Regardless of other advantages of going online, I can think of a single real reason for this change: money. The business model of DDI had so far been extremely friendly (some could say exploitable) for consumers, as it was a theoretically subscription-based product that nevertheless left most of its components working even after you stopped playing. As an ex-subscriber, you kept access to all old Dungeon and Dragon magazines (provided you had saved the pdfs), and had a fully functional character editor. Only the Rules Compendium went away, but that is far from the most appealing element. Sure, you wouldn’t be getting the latest updates... but you’d always be able to get a 1-month subscription every 3 to 6 months (or even once a year, if you didn’t mind waiting) and keep mostly up to date for a fraction of the regular cost.
I am not arguing whether this was right or wrong - clearly, it was very convenient for players, but not so much for Wizards of the Coast. And it’s gone now.
What’s it like?
You can find the official announcement here, along with a bunch of screenshots and links to the FAQ. In essence, the Character Builder as we know it (and Monster Builder at a later date) will disappear, and in its place there will be a web application with pretty much the same functionality (minus the ability to work without an internet connection and a DDI subscription). The GUI has received an overhaul for the occasion, and it looks pretty good, so I’m hopeful that the user experience will improve. All character data will now be stored on the server, which will be a boon for those who, like me, have to keep track of characters generated in different places.

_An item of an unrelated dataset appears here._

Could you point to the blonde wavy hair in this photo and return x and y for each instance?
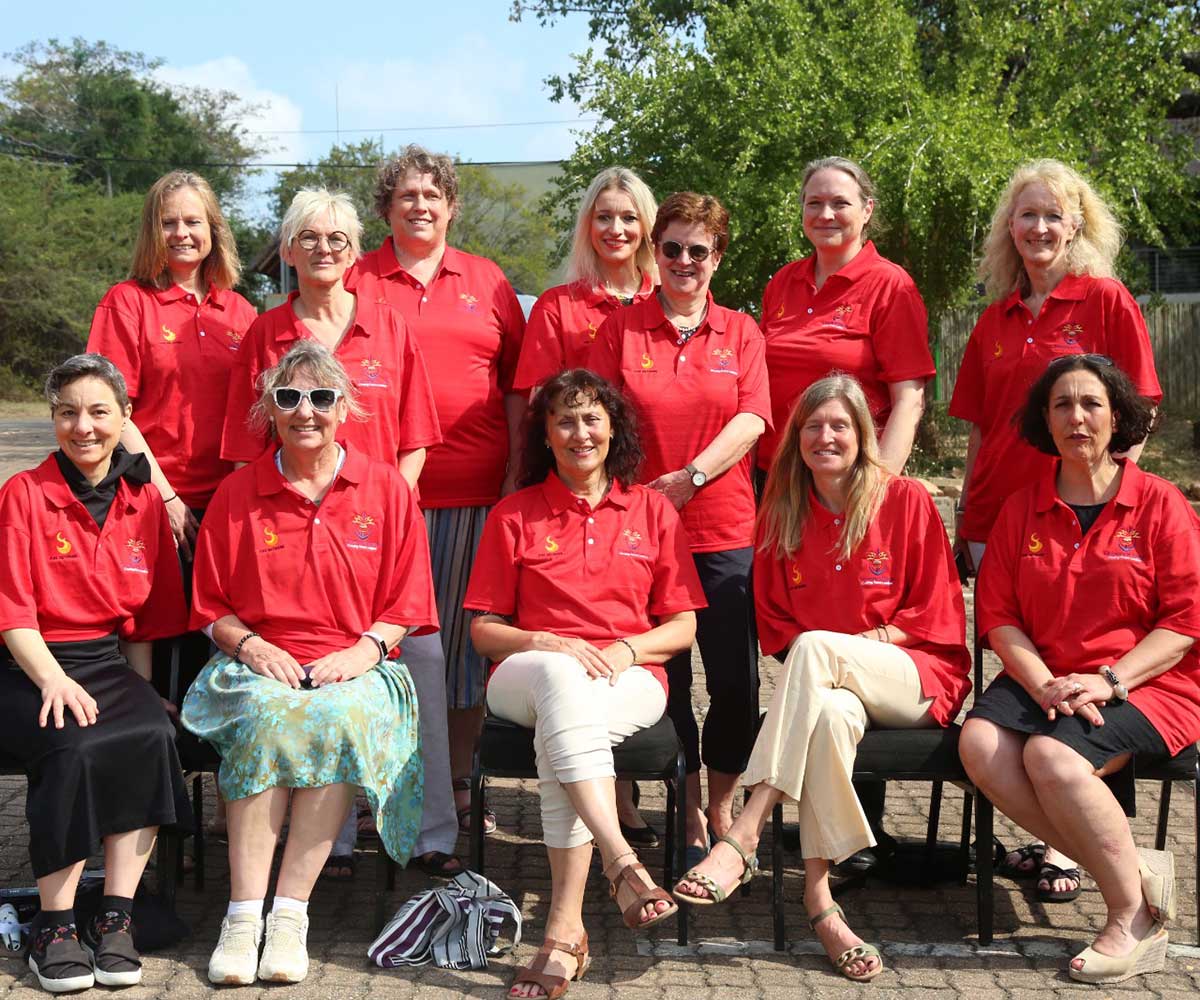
(1093, 249)
(786, 502)
(583, 264)
(220, 269)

The technology it will be based on is Microsoft Silverlight, so you’ll be able to access it from Macs as well as Windows PCs. No details have been given about mobile phone compatibility, which might be possible on certain devices - but not on iPhones. There is no Linux support, either, though I’d be surprised if some kind of workaround didn’t exist for that.
With what I have explained so far, there is plenty of material to keep flamewars all over the Internet busy for a good while. But there is one more detail that is likely to infuriate the skeptics, and it’s related with the content updates. The new Builder will go live on November 16th, and it will include material from all books released until October, including Heroes of the Fallen Lands and the much awaited Dark Sun Campaign Setting. Where is the deal, then? Simultaneously, support for the current, offline Character Builder will cease, so the desktop application will never get Essentials or Dark Sun. The only way to build characters from those books, other than by hand, will be by being a subscriber when the new service comes out. So forgetting about DDI and sticking to the old builder won’t be completely possible - I know of many people who won’t miss the Essential books, but Dark Sun has been extremely popular, and its absence will definitely be painful.

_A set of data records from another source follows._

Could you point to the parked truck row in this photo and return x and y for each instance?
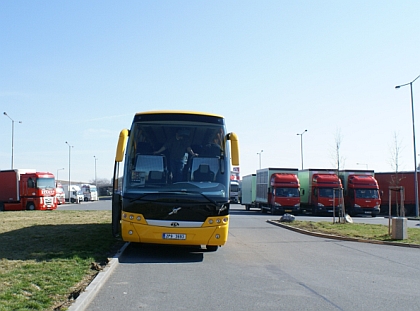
(318, 191)
(79, 193)
(27, 189)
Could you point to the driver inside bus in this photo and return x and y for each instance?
(177, 147)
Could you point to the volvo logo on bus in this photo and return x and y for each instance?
(174, 211)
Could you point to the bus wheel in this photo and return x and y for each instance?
(30, 206)
(212, 248)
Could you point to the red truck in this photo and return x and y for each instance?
(278, 190)
(27, 190)
(401, 179)
(320, 191)
(361, 192)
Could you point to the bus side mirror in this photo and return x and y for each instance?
(234, 144)
(122, 142)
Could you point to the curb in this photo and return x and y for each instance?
(88, 294)
(337, 237)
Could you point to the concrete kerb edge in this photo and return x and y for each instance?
(336, 237)
(87, 295)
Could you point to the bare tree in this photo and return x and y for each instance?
(338, 159)
(395, 163)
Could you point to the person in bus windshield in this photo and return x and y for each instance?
(177, 147)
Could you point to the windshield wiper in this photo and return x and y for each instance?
(218, 206)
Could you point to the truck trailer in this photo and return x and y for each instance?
(248, 190)
(390, 180)
(361, 192)
(74, 194)
(90, 192)
(277, 190)
(22, 189)
(320, 191)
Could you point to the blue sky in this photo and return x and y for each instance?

It will be interesting to see how the issue develops in the following months. DDI has now become an all-or-nothing proposition, as there is little point in doing short-term subscriptions anymore - either you intend to be a subscriber for as long as you play 4E, or DDI will hold little value for you. Clearly, there will be a lot of very angry people who will consider this as an act of war and won’t ever touch DDI again, but also a number of occasional subscribers who will choose to go full-time in order to enjoy the full package. I am not sure these numbers will favor Wizards of the Coast, but we also have to take into account whatever new players are brought to the game by the Essentials line. To them, there won’t be an aggravating precedent of an offline Builder, so perhaps they will be more receptive to the new tools.

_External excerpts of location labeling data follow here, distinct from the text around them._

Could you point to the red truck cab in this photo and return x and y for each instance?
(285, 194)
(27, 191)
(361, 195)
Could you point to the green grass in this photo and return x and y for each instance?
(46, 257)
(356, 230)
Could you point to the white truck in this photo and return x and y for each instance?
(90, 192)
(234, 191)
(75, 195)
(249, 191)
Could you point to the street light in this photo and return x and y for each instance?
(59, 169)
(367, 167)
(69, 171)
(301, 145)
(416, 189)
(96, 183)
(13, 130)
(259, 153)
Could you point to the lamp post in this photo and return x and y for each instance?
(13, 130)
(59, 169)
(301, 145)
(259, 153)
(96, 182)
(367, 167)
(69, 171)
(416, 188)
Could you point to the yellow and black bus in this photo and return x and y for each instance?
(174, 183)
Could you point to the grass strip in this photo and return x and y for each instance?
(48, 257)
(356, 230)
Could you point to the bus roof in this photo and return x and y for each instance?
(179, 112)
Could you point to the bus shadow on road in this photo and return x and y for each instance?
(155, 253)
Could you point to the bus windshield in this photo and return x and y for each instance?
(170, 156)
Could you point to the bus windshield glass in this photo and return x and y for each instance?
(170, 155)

As for myself, I have to say I renewed my subscription (for a full year) when it ran out last week, so I can’t say the change will affect my economy in the short term. I generally like the idea, as I think the new interface should be an improvement, and I see value in storing all my characters online. But we’ll see.
One last advice, though. Even if you are downright furious for this turn of events, and consider that Wizards of the Coast has somehow betrayed you, I think you should think hard about it, and see if you have the latest version of the good old, offline Character Builder. Because if you don’t, it will only be available for download until the 16th, and even if it lacks the very latest books, it’s still a damn good tool, and well worth a month’s subscription rate and bit of wounded pride.
An intriguing side-effect
As an aside, there is a very intriguing consequence of the shift to online tools, in that developers have commented on the potential use of data mining to identify problematic game elements. So, if too many or too few players choose a certain option, R&D will take notice and take it into account when releasing new content, presumably improving balance overall, and likely using it for marketing purposes. This shouldn't raise privacy concerns, though - according to them, they only get access to the raw data, but not the identity of the users generating it.